This file is obtained from RDFA testing document using tidyhtml.
Text-based specification and ncval
How do we apply text-based specification to sequences of bytes?
https://code.google.com/p/nativeclient/issues/detail?id=3453
Basically it’s a handful of python functions which accept disassembly listing and say whether it’s correct from the sandboxing point of view.
This executable specification is intended to be more or less readable and automatically up-to-date.
Note that there is no goal to reflect all validator quirks in the spec. For example, for purely technical reason old validator (and consequently new one) rejects 16-bit atomics. We plan to allow them eventually. Specification allows them from the beginning.
This specification is not a test per se, but it is used in two sets of tests: targeted tests and exhaustive validator tests.
https://code.google.com/p/nativeclient/issues/detail?id=3037
https://code.google.com/p/nativeclient/issues/detail?id=3452
These tests serve several purposes:
There are about 200 manually written test files (incorporating ~300 test cases) for 32- and 64-bit validators. They originate from tests Karl used for old validator. Since then they were supplemented with tests for most (hopefully, all) defects and subtle behaviours we encountered during the work on RDFA validator. They also include tests Mark used for his prototype DFA-based validator. They are somewhat poorly structured, so sometimes it may not be directly obvious where to find test case for a specific problem, but there is a lot of stuff there.
Test format. Test files (validator_ragel/testdata/32/*.test, validator_ragel/testdata/64/*.test) consist of one or more test cases separated by ‘------------’. Each test case consists of sections.
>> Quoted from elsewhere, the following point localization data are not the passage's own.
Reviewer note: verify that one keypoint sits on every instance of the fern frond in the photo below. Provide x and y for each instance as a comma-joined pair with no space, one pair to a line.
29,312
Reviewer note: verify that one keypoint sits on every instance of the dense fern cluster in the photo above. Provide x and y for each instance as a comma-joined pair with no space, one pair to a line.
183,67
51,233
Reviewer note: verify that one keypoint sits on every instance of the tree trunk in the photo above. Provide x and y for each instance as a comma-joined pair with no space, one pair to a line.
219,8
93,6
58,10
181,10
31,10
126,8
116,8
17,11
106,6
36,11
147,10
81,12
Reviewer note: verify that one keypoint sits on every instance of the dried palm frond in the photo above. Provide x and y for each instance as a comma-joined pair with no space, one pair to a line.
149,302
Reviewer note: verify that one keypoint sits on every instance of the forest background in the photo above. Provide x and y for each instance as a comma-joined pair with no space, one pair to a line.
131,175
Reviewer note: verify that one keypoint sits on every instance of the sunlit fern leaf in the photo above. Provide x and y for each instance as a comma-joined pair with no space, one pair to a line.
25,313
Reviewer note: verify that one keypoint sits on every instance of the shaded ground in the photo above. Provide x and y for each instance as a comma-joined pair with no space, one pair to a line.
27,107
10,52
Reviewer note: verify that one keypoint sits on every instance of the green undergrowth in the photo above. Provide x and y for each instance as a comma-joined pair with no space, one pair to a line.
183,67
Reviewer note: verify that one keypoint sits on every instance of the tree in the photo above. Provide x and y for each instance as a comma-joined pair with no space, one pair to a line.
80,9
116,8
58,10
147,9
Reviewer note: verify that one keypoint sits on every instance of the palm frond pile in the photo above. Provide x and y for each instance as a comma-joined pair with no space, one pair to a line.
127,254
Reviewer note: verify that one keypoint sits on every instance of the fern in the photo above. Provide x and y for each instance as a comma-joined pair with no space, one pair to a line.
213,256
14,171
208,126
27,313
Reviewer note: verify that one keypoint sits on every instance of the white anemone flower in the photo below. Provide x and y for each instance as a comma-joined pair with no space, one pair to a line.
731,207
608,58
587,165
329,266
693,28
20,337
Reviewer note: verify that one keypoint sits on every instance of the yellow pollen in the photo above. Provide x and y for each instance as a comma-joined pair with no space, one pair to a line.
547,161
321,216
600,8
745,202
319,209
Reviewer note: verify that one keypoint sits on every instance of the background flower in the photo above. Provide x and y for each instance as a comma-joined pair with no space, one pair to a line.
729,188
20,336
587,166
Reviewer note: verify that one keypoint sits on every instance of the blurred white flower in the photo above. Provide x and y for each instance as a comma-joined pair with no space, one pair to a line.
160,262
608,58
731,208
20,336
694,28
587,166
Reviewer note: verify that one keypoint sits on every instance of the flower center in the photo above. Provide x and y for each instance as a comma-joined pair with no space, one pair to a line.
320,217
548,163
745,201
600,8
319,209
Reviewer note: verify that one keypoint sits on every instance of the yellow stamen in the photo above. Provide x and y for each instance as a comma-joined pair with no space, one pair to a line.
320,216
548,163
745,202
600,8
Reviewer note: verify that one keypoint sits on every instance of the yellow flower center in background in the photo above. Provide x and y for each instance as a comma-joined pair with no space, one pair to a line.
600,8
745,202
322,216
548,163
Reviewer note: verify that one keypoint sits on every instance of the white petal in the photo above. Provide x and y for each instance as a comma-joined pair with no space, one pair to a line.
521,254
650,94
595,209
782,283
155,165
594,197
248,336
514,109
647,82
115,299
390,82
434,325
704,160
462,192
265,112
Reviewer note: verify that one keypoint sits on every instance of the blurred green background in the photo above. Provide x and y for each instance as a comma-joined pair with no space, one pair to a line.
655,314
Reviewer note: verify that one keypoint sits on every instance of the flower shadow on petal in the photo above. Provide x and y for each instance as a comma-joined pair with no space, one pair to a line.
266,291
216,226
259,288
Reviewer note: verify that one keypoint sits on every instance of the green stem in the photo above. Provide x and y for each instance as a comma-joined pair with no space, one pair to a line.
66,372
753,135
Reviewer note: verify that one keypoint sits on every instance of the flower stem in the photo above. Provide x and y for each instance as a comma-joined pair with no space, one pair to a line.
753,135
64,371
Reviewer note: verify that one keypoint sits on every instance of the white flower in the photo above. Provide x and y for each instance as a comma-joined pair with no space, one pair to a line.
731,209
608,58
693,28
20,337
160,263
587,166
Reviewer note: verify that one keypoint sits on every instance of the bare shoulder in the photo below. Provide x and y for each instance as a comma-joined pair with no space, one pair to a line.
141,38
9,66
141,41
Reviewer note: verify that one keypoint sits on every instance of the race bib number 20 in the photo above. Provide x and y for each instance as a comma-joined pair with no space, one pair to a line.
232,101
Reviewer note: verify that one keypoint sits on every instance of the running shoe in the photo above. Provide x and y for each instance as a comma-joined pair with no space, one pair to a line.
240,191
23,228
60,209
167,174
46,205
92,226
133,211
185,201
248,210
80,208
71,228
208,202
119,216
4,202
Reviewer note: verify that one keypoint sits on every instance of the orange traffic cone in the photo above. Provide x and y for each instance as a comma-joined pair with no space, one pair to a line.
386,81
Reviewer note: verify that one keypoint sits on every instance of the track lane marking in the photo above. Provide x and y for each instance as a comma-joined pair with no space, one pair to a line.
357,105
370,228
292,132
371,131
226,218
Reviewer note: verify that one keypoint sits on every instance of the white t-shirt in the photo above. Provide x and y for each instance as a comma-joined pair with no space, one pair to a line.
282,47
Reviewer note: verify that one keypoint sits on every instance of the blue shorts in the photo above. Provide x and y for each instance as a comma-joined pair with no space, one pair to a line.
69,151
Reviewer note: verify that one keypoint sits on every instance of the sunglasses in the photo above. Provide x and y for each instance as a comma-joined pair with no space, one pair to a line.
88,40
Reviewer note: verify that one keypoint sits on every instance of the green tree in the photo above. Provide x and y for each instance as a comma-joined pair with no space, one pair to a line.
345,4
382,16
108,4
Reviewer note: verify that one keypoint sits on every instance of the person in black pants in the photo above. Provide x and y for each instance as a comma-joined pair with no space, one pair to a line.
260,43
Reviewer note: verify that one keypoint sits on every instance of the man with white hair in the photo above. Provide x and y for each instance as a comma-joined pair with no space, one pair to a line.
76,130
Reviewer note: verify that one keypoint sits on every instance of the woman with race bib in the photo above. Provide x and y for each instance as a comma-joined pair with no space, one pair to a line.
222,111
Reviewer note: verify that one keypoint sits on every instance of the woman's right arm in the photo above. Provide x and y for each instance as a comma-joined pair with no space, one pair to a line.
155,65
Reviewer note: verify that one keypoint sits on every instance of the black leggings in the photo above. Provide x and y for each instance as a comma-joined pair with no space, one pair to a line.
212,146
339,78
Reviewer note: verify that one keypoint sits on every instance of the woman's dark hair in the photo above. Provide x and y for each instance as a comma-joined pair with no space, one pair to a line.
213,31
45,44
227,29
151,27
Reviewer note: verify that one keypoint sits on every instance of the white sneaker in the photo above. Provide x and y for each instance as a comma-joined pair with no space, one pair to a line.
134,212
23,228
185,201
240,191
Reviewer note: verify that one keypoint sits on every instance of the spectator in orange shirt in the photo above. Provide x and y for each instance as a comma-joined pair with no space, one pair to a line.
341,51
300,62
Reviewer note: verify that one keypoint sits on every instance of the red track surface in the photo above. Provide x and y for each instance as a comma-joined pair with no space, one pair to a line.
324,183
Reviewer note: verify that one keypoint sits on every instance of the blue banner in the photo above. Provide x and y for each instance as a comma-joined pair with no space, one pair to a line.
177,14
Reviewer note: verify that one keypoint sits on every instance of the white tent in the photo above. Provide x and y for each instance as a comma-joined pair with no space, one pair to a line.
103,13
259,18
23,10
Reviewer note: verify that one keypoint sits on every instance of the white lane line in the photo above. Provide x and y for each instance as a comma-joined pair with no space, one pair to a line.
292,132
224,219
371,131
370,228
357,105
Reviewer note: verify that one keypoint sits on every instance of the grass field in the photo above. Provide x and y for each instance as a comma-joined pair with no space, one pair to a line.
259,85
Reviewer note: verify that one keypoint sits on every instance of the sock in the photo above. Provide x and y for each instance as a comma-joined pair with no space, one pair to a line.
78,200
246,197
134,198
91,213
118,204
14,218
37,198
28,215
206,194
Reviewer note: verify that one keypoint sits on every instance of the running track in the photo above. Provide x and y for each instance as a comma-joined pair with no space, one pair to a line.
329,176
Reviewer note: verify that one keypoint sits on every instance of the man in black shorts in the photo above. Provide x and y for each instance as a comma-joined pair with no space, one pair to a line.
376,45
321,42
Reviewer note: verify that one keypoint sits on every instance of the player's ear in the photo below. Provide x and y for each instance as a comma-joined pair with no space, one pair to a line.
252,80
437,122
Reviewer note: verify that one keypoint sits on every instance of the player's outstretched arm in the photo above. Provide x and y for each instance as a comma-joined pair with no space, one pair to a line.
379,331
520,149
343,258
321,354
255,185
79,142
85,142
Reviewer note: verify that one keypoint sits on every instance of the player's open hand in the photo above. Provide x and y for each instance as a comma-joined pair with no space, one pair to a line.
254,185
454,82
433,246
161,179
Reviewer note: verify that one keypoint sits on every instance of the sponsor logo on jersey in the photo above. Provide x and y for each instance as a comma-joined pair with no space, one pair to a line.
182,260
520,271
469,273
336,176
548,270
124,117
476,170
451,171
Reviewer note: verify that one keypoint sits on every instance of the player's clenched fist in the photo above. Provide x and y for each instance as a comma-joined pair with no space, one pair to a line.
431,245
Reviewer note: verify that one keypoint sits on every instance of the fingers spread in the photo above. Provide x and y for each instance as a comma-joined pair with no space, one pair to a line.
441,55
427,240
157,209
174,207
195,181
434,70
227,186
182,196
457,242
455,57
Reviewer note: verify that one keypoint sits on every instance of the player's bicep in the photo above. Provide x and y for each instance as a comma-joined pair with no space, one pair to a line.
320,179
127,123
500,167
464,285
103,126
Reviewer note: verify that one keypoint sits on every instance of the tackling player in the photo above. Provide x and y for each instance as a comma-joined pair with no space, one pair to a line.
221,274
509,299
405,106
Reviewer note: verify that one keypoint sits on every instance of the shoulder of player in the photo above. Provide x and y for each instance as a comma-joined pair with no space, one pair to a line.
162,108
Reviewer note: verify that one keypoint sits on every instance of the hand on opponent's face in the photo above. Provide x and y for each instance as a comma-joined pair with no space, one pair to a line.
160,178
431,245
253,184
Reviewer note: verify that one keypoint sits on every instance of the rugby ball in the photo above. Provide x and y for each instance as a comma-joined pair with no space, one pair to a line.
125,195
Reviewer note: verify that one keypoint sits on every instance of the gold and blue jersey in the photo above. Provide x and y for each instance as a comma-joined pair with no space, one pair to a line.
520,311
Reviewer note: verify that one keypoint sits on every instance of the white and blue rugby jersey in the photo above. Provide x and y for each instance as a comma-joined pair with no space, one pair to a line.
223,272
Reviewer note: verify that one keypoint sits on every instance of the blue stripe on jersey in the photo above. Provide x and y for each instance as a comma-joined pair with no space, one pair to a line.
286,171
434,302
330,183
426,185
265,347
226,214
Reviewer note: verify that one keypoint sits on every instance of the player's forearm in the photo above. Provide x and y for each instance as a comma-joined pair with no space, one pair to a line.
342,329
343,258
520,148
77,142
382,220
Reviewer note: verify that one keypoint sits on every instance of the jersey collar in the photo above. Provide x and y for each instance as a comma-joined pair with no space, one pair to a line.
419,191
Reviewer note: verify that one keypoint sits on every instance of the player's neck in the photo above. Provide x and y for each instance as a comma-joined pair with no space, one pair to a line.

Example:
@hex:
# This is the correct nop case.
# nopw 0x0(%eax,%eax,1)
66 0f 1f 44 00 00
@dis:
0: 66 0f 1f 44 00 00 nopw 0x0(%eax,%eax,1)
@rdfa_output:
return code: 0
@spec:
SAFE
----------------------------------------------------------------------
@hex:
# This is an example where we have incremented the nop by 1.
66 0f 1f 44 00 01
@dis:
0: 66 0f 1f 44 00 01 nopw 0x1(%eax,%eax,1)
@rdfa_output:
0: [0] unrecognized instruction
return code: 1
@spec:
0: unrecognized instruction 'nopw 0x1(%eax,%eax,1)'
‘@hex’ section contains input data as sequence of bytes. By convention, in complex cases bytes corresponding to instruction are usually preceded with comment specifying assembly form of the instruction. But this correspondence is not enforced so in principle comments can lie. To make it easier to spot errors in comments, there is a ‘@dis’ section containing output of nacl-objdump on given input.
‘@spec’ section contains expected output of text-based ncval (which receives its input from @dis section).
‘@rdfa_output’ section contains expected output of RDFA-based ncval (actually, it’s processed in a certain way, see https://code.google.com/p/nativeclient/issues/detail?id=3037 under ‘tricky part’ paragraph. In the ideal world this simulation of error recovery won’t be needed, as any test would contain no more than one violation of sandboxing rules, but for historical reasons we have tests with several errors in a single chunk of code and we want to check them all. New tests should exhibit only one failure per test case)
For each of these three sections there is a dedicated scons target:
All these test targets are run on bots.
If ‘regenerate_golden=1’ option is passed to scons with any of these targets, the content of the section is replaced with the actual output of the corresponding tool. It is helpful when tests are edited. Of course, each such change have to be manually reviewed.
TODO: when @rdfa_output and @spec disagree and how to check for it.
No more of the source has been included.